The results tables of the paper provide estimates for cases prevented by each strategy, as well as costs and cost-effectiveness. Several high-level important findings should inform ongoing discussion about college campuses, and perhaps even other settings:
First, masking and social distancing emerge as the most effective policies that should be the structural pillars of infection control. While there is a great deal of discussion about testing on campuses and how often we should be testing to ensure safety, it is clear from this paper that testing should be seen as an additional, supplementary intervention to perhaps layer on top of an effective masking and distancing policy. The implications are important – frequent testing does NOT free campus residents from masking and distancing requirements. It is not possible to test to safety and there is no effective policy on college campuses that avoids the need for masks and distance.

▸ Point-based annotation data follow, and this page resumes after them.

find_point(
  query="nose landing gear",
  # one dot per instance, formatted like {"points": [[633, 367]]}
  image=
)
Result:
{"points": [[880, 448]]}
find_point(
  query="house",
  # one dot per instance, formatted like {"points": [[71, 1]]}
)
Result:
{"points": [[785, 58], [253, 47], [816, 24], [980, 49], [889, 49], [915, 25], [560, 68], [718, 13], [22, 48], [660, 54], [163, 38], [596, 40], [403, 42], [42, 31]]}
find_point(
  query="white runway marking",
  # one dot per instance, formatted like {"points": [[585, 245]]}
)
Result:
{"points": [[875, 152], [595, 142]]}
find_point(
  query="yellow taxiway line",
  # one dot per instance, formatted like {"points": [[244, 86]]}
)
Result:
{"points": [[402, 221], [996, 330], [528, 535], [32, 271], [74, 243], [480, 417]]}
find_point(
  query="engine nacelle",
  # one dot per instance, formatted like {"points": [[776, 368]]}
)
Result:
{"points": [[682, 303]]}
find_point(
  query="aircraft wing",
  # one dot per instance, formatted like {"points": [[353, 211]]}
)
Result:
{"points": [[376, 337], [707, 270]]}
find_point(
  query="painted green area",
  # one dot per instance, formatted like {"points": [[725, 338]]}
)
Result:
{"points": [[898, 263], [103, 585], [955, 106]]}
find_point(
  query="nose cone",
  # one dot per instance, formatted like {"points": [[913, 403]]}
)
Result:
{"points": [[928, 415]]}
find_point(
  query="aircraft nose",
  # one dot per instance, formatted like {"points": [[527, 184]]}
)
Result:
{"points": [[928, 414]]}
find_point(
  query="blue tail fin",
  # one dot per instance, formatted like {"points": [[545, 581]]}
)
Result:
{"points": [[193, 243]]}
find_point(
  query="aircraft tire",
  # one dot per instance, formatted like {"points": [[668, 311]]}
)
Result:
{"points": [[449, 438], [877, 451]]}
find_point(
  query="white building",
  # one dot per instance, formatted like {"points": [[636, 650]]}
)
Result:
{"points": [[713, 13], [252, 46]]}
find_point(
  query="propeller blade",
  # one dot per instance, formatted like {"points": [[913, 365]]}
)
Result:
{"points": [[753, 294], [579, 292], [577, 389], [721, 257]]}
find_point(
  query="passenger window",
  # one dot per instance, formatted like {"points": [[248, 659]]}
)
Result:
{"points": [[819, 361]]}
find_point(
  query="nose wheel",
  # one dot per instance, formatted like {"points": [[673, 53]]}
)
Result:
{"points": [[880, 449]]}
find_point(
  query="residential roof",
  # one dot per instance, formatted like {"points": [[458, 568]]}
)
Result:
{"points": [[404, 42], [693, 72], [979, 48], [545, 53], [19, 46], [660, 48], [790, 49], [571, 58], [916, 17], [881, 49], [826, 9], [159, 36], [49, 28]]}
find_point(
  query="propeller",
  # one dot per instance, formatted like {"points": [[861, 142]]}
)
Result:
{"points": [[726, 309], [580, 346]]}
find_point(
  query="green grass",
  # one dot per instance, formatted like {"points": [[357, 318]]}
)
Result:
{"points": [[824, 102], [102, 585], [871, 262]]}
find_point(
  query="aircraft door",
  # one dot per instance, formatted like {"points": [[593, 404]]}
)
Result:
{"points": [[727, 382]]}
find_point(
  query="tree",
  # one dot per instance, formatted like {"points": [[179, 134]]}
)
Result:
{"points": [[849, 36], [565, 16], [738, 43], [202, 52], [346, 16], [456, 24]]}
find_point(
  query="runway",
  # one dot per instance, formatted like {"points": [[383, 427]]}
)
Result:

Second, the paper provides a very nice counterfactual estimate – how many cases of COVID-19 might there have been had a college decided to not re-open and to instead remain entirely remote. Importantly, that number is NOT zero. In fact, the counterfactual scenario of remote learning often has MORE cases of COVID-19 among students than re-opening school with a strong masking and distancing policy. Too often, there is cognitive bias in discussion about COVID-19, in which a given scenario is implicitly compared to a presumption of total safety should we remain at home. It is helpful to have this model demonstrate that remote is not always best or safest and to provide some estimate of how much community risk remains when schools are closed.
Third, there is no plan that prevents all COVID-19 on campus. Any school that is open now will eventually see COVID-19 among students and staff. That eventuality does not mean that colleges should remain closed (see above). It is essential that every institution have a clear plan for how they will react when cases appear campus and to not panic when that eventuality comes to pass.
Finally, the analysis makes clear that if we hope to implement more routine and frequent COVID-19 testing in the U.S. we need new technology. The incremental cost-effectiveness ratio of implementing routine testing even once every two weeks was over $800,000/QALY gained. In comparison, most things that we do in U.S. healthcare have incremental cost-effectiveness ratios in the $150,000 - $200,000/QALY range. Only when the cost of testing was reduced to $2 per test did routine longitudinal testing become cost-effective. Rather than use our resources to expand testing, we should instead invest those dollars to improving more effective prevention interventions – like masks and distancing.
In summary, this paper is an outstanding application of simulation modeling to make relevant policy conclusions and to provide an evidence base for decision making in near real-time. The methods are somewhat different than other simulation models in the literature, but they are appropriate for the decisions being made. For students of decision science, this work should become a role model for how to use simulation modeling to inform difficult decisions in uncertain times.